Still, as much as I love DP (don't we all?  ) Quickscribe lives up to its billing, and no more -- it's a quick scribe. It's really not a great notation piece of software, and I find myself constantly saying "no! Don't put those notes there!" You know, that sort of thing.

Are there options between the "dp/quickscribe" and "Finale" environments that I should be aware of? I write at the keyboard, and what I would like is to compose on a better software platform or system than quickscribe, then simply copy the results back to DP for orchestration.

I'm in no great rush here -- quickscribe is fine for now. I'm thinking more like "hey, what a nice christmas present!" :-D

Thanks! o-[][]-o 

Fred


----------



## JJP (Aug 10, 2010)

JohnG @ Tue Aug 10 said:


> At one point I thought I remembered MOTU having a "next step up" notation add-on for DP, but that may have been discontinued. Have you explored that?


Are you thinking of Mosaic? I don't think it made the jump to OS X.

http://www.motu.com/products/software/mosaic


----------



## JohnG (Aug 10, 2010)

I think you are right -- they abandoned it, effectively.

When in a hurry, I've resorted to printing out Quickscribe and hand-entering all the dynamics, articulations, etc. 

Which isn't probably the most elegant way to get it done, but when one has players on the way over, it works.


----------



## JohnG (Aug 10, 2010)

not to mention *64 BIT!!!*

I mean, come on. New GUI appearance toggles are no doubt fun but puh-lease


----------



## dedersen (Aug 18, 2010)

I recently ran a similar topic in this forum, wondering which notation package to get. After doing some test runs on the different choices (Finale, Sibelius and Notion) I ended up choosing Notion. My requirements were somewhat similar to yours, in that I wasn't really in need of professional looking prints, but more interested in composing using notation rather than piano roll.

I've been really pleased with Notion so far. It seems to fill that gap between notation software and DAWs quite nicely. And it integrates wonderfully with external VSTi's. Granted, there are some more advanced notation which isn't possible to do, and there are some small quirks here and there. Overall, though, it is a wonderful piece of software for composing.

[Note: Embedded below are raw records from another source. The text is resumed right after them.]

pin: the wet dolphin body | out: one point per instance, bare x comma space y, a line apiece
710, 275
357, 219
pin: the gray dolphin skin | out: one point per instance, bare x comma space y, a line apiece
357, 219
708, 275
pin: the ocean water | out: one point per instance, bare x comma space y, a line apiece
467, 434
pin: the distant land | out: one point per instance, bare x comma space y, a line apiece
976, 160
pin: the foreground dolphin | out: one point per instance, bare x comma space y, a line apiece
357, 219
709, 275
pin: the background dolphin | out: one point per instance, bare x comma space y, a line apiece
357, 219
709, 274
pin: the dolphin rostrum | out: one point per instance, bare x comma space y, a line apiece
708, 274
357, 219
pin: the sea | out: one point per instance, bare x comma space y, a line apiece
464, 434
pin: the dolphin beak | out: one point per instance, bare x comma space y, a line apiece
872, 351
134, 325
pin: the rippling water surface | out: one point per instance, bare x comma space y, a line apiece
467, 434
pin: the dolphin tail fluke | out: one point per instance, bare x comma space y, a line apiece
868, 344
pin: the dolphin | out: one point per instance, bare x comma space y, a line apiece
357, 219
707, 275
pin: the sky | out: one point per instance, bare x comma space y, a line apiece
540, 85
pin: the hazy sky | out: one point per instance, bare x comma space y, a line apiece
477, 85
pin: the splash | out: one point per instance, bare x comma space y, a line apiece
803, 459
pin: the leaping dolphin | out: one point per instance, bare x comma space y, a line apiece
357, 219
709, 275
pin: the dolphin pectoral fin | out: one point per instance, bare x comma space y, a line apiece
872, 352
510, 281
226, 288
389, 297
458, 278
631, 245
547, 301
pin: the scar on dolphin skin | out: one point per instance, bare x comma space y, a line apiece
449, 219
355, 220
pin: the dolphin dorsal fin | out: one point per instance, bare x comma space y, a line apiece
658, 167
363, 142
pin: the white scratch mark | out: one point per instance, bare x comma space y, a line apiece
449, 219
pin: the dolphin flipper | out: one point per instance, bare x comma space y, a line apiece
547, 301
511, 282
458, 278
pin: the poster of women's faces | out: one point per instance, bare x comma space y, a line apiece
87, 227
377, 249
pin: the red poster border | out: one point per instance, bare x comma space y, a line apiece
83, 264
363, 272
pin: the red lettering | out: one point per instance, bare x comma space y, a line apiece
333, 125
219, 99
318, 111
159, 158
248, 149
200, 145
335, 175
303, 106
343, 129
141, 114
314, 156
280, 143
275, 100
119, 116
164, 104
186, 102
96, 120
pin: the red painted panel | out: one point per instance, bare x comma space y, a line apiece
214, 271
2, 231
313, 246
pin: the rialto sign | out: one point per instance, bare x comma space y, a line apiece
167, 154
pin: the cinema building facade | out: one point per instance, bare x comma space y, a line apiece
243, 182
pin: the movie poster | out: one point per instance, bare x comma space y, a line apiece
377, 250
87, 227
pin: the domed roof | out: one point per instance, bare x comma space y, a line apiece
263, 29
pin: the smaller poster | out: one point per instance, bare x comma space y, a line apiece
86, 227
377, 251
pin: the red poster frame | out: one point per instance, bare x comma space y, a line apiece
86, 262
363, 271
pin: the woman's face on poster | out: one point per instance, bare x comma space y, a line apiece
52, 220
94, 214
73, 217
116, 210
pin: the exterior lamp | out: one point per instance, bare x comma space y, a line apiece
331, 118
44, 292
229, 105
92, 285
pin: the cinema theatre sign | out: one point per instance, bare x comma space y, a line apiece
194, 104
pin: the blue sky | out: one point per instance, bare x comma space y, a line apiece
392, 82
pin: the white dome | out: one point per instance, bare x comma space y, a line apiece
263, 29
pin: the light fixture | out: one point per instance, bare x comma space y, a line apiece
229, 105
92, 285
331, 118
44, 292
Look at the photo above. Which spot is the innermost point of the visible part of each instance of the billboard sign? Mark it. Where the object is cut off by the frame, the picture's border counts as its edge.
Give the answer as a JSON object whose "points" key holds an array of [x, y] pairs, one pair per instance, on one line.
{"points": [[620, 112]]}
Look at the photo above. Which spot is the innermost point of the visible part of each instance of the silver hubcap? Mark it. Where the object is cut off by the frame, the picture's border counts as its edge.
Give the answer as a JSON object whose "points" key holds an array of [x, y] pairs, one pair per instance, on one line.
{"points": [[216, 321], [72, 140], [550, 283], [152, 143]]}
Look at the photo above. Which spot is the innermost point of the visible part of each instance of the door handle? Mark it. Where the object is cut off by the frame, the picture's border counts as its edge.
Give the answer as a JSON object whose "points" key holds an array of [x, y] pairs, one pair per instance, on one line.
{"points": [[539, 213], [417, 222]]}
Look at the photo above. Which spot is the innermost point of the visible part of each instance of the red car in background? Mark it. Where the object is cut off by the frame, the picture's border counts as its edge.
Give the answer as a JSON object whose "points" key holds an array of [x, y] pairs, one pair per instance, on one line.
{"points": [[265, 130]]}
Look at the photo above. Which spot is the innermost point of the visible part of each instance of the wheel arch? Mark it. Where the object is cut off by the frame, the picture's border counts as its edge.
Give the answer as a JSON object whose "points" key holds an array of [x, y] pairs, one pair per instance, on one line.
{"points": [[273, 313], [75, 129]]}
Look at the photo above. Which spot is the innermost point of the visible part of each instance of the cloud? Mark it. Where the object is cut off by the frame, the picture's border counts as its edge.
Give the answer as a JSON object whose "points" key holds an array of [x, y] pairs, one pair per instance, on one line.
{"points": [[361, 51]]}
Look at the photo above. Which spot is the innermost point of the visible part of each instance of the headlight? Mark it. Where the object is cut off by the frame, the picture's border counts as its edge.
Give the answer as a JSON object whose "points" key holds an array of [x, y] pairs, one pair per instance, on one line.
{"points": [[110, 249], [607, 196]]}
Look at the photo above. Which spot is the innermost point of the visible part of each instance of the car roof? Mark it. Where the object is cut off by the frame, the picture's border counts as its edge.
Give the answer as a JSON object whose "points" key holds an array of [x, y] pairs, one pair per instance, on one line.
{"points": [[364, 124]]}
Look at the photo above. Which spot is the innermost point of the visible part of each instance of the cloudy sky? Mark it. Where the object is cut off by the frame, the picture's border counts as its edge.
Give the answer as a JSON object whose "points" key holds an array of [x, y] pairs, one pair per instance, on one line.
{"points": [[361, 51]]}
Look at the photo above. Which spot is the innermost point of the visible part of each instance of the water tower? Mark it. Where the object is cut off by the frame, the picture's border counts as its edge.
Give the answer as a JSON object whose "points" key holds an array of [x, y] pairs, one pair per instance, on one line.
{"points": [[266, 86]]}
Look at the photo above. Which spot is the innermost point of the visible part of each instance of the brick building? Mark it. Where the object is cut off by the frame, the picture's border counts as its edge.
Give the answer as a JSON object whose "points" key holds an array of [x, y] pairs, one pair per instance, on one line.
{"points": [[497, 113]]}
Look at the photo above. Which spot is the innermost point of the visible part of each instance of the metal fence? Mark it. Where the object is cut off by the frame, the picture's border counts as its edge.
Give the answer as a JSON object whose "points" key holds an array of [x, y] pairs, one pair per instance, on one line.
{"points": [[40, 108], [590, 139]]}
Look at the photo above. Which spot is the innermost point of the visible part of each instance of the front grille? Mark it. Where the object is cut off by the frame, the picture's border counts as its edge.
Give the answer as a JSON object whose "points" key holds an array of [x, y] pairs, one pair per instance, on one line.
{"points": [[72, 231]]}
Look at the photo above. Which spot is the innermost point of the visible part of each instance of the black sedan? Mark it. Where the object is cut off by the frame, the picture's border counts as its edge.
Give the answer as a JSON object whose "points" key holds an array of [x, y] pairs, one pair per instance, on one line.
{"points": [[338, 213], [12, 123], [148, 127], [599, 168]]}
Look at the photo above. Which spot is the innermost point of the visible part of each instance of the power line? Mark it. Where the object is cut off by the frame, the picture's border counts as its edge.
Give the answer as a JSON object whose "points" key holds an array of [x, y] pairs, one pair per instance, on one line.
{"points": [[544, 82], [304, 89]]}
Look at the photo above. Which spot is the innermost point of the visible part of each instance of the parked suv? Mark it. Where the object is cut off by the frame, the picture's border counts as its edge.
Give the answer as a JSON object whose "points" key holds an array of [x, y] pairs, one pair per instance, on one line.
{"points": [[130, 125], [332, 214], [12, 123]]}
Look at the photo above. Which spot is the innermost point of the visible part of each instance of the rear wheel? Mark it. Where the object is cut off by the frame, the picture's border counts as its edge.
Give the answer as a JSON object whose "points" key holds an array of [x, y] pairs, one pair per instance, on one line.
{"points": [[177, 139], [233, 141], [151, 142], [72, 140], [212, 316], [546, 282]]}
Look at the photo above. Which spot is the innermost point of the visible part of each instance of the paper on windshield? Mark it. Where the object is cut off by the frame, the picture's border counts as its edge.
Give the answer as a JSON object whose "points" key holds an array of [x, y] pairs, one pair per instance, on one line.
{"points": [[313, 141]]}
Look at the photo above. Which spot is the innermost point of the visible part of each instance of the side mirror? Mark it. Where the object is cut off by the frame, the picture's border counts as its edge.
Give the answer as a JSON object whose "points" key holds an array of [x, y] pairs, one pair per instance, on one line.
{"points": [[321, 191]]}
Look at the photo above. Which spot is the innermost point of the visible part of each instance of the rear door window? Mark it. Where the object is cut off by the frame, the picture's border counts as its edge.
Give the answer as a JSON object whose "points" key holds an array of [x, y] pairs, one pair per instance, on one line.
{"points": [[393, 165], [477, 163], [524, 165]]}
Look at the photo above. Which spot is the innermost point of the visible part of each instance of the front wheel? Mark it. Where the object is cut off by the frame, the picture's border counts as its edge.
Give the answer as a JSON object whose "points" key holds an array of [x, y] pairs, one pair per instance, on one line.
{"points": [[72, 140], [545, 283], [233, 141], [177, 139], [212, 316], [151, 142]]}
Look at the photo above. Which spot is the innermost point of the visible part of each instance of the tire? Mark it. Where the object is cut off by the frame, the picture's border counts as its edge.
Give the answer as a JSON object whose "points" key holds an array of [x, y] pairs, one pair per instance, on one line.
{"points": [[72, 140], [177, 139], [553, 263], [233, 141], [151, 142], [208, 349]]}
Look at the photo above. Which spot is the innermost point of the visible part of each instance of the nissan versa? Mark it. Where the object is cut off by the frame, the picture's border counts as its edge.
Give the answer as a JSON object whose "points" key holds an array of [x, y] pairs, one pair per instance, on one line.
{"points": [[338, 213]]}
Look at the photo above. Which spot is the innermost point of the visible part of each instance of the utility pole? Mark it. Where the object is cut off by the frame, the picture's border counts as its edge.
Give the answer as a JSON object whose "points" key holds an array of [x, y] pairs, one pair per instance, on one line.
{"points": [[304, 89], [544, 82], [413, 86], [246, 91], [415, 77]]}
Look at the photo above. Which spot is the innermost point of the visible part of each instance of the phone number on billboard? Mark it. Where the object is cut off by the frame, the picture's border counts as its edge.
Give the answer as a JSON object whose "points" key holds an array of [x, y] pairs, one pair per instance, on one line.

You can use Rewire to link to DP so no need for moving MIDI back and forth. And there are some "piano roll"-like features in Notion as well, which I haven't really explored though. I have a feeling that for laying those final touches you may wanna transfer the MIDI to your main DAW in the end, but I haven't really used Notion long enough to be sure.

It's 32 bit, which is quite annoying. However, with the Rewire link you can setup everything so that Notion sends MIDI to your 64-bit DAW.


----------



## dcoscina (Aug 21, 2010)

I do find DPs Quickscribe to be a very effective translator of realtime keyboard entry, especially rhythmically. However, I mostly use Logic these days because it has a much more robust notation section. I know a couple composers who used Logic 5 to produce a concert score in fact!

For notation, I mostly use Sibelius. I find it much faster to move around on and get great results. Unless you are doing some crazy Xenakis styled piece where weird notation is necessary, Sibelius is pretty spot on. For $100, you can always try out Sibelius First although that might lack the deeper features you might need. 

Worth downloading the demo though mind you.


----------



## lamboguy (Aug 24, 2010)

Very interesting, thanks everybody!

I do think QuickScribe is great -- for what it is. But it also demands you work a certain way, and is clearly not written by a composer. I mean -- you can't eve any bass or treble signs! Just "automatic according to quick scribe"

The more I go, the more I hear about Logic. I may have to check that out at some point, but I think for now I'll just stick with what I bought.

Thanks!

Fred


----------